Abarbanel on the Parsha

For the week ending 12 November 2022 / 18 Cheshvan 5783

The Amidah (Part 24) Blessing of Thanksgiving (Part 3)

by Rabbi Reuven Lauffer
Library Library Library

The eighteenth blessing concludes: “Everything alive will gratefully acknowledge You, selah, and praise Your Name sincerely, O Hashem of our salvation and help, selah. Blessed are You, Hashem, Your Name is ‘The Beneficent One’ and to You it is fitting to give thanks.”

Our blessing continues with the words, “Everything alive will gratefully acknowledge You, selah.” Everything alive implies that even those who suffer will praise Hashem. Rabbi Yosef Karo (Orach Chaim 222:3) writes that a person who accepts the difficulties and the tribulations of life with love because they have been given to them by Hashem is actually serving Hashem with true joy. Such a person never feels abandoned by Hashem. Even when the situation is critical, this person is not alone because they are able to recognize Hashem’s involvement in their life. But perhaps there is a deeper dimension as well. Our Sages teach (Brachot 5a) that suffering in this world cleanses a person of all their sins. Rabbi Yaakov Yehoshua Falk (Pnei Yehoshua) explains that suffering purifies the soul, which then allows it to enter the World to Come in a pristine state. It transpires that what may seem to us to be an impossible situation is actually something that is beneficial for us. Rabbi Shlomo Kluger (1783-1869) was the leading authority in Jewish Law in Brody, Galicia. He was considered to be one of the most brilliant, incisive and prolific spiritual leaders of his generation. In his commentary on the Torah (Imrei Shefer) he writes that although we must endeavor to accept our own suffering with joy, this is not an appropriate response when we see someone else suffering. When Aharon’s two sons died, Hashem commanded Aharon not to show any of the classic signs of mourning. Aharon accepted Hashem’s decree wholeheartedly. However, the rest of the Jewish people were commanded to grieve: “Your brethren, the entire house of Israel, will cry over the conflagration” (Vayikra 10:6). So, too, when we see others in distress we must empathize with them and do whatever we can to help try and alleviate their suffering.

The Jewish calendar is created in such a way that every year Tisha b’Av – the most dismal day of the year, which commemorates the destruction of both the Holy Temples – always falls on the same day of the week as the first day Pesach, one of the most joyful days in celebration of our liberation from slavery and our emerging into the nation that would receive the Torah.
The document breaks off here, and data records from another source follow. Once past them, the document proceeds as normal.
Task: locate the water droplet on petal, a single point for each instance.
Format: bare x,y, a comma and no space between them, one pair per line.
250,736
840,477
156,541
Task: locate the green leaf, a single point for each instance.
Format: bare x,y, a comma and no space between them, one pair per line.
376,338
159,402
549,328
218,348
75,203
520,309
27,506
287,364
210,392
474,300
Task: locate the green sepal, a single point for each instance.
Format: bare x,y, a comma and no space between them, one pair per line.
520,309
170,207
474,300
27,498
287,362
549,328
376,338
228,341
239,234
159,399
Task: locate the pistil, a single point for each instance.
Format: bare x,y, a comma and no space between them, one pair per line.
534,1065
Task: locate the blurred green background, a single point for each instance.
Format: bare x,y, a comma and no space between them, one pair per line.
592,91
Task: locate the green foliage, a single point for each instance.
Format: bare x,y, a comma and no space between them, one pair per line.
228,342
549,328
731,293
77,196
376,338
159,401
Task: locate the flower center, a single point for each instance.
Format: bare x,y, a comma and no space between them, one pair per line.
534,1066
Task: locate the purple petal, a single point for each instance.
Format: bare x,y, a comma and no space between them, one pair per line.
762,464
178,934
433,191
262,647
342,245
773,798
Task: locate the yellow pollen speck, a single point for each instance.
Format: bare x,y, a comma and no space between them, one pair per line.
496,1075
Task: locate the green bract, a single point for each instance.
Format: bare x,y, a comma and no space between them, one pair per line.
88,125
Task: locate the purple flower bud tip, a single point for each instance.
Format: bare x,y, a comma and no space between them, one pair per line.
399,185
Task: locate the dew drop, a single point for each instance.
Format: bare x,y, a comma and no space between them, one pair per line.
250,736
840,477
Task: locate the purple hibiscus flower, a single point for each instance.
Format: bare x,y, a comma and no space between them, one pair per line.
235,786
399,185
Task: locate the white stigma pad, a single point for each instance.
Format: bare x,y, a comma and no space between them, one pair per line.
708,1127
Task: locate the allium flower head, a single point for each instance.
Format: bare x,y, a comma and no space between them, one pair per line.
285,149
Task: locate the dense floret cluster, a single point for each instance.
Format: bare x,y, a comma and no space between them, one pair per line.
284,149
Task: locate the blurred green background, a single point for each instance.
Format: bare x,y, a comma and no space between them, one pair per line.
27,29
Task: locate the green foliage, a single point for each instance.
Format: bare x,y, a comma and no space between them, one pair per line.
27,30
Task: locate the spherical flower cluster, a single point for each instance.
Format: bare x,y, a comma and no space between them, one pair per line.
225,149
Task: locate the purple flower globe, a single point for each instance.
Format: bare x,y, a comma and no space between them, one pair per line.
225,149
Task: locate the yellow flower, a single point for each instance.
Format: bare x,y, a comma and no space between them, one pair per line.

Our Rabbis explain that this is not coincidental. Rather, it is part of Hashem’s Divine plan. It is beyond our comprehension as to why we have had to experience so much suffering throughout the generations. But with the onset of the Final Redemption, all will become clear. And, most importantly, we will finally understand that Hashem’s love for us was always consistent throughout. It was never wavering even in the darkest moments.

The word “selah” is somewhat enigmatic. The Talmud (Eruvin 54a) teaches that whenever the word selah appears in the Torah, it always refers to something that forever continues without interruption. Hence the Aramaic translation for selah is L’almin, meaning “forever.” The Ibn Ezra translates selah slightly differently as “truth” or “so it is” (Tehillim 3:3). In this way we declare that we will acknowledge all the good and the kindness that Hashem has done for us constantly.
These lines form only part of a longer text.